Warren and other Democrats are on the defensive not only for the disaster their party inflicted on the health insurance system, but also for the damage it has done to the broader economy. There are 6 million Americans working part time who want full-time work, which they can’t get even when the unemployment rate is hovering around 5 percent. The Affordable Care Act’s mandate for employer-provided health insurance when workers exceed 30 hours per week on the job is an obvious factor, especially in low-wage hospitality and retail jobs, which are hot spots for part-time positions.
Democrats’ suggestion is a “public option,” putting the government directly in the exchange business to “compete” with the private insurers who are already losing money by the bucketful. If they get their way, the immediate result will be that in many places, potentially including Pinal County, the public option will be the only option. The Affordable Care Act losses that private insurers are now incurring will be transferred to the American taxpayer. And, in due course, private insurance would go away altogether, leaving us with the “single payer” – that is, government funded – health insurance system that many on the political left have wanted all along.

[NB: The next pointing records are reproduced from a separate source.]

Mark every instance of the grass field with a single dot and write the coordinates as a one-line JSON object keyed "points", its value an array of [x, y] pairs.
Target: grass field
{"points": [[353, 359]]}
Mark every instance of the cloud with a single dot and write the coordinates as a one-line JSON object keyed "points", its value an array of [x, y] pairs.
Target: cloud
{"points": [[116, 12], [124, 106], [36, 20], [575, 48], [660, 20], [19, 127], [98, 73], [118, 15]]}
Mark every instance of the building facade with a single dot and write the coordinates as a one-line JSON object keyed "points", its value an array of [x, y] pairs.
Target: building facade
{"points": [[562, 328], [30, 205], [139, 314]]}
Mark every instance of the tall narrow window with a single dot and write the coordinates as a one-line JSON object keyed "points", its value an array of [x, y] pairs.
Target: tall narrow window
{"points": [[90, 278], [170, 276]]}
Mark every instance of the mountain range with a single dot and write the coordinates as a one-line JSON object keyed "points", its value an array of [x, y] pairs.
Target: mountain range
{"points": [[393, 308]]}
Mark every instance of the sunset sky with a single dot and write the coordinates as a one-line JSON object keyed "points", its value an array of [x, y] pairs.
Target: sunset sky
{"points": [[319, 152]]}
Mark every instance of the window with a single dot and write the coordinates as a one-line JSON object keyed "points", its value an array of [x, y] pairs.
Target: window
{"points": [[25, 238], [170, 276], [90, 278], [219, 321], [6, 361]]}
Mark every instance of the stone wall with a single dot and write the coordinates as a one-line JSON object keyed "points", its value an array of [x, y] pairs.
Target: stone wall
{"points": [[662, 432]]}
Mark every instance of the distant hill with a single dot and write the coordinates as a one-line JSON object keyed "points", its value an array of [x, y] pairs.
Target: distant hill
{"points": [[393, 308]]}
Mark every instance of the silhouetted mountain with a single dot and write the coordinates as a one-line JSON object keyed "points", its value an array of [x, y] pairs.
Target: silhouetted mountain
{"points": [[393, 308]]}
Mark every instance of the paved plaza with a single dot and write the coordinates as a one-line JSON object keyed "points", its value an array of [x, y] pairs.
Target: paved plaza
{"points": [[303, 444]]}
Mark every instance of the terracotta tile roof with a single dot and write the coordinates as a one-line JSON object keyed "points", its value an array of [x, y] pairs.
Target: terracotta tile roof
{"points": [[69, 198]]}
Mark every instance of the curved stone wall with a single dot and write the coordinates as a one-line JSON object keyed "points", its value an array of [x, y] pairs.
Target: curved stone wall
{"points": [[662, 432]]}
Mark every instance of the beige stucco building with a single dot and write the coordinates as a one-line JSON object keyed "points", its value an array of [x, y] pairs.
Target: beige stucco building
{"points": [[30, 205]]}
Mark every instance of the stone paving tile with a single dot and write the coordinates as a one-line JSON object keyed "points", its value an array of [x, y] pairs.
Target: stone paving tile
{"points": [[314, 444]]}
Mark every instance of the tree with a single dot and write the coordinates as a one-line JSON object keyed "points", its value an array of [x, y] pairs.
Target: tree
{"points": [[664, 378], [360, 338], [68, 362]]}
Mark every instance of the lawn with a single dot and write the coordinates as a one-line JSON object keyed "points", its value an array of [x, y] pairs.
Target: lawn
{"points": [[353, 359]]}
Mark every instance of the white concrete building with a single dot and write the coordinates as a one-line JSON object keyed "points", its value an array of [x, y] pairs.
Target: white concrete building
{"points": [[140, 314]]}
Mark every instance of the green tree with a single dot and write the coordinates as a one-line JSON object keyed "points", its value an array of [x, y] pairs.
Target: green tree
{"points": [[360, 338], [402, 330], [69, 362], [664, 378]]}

After all, the government takeover of the education loan business has gone swimmingly, with vast write-offs of unpaid debt looming ever larger on the horizon. What could possibly go wrong with a government takeover of private health insurance?
One of the health care reform law’s major selling points was that anyone who was already sick could still get health insurance. That feature has unraveled the exchanges, as insurers discover that most of their customers are already sick. But those sick customers can only get health insurance if someone is willing to sell it to them. In Pinal County, Arizona, it looks like the Affordable Care Act’s core promise will be as empty as its exchange come November.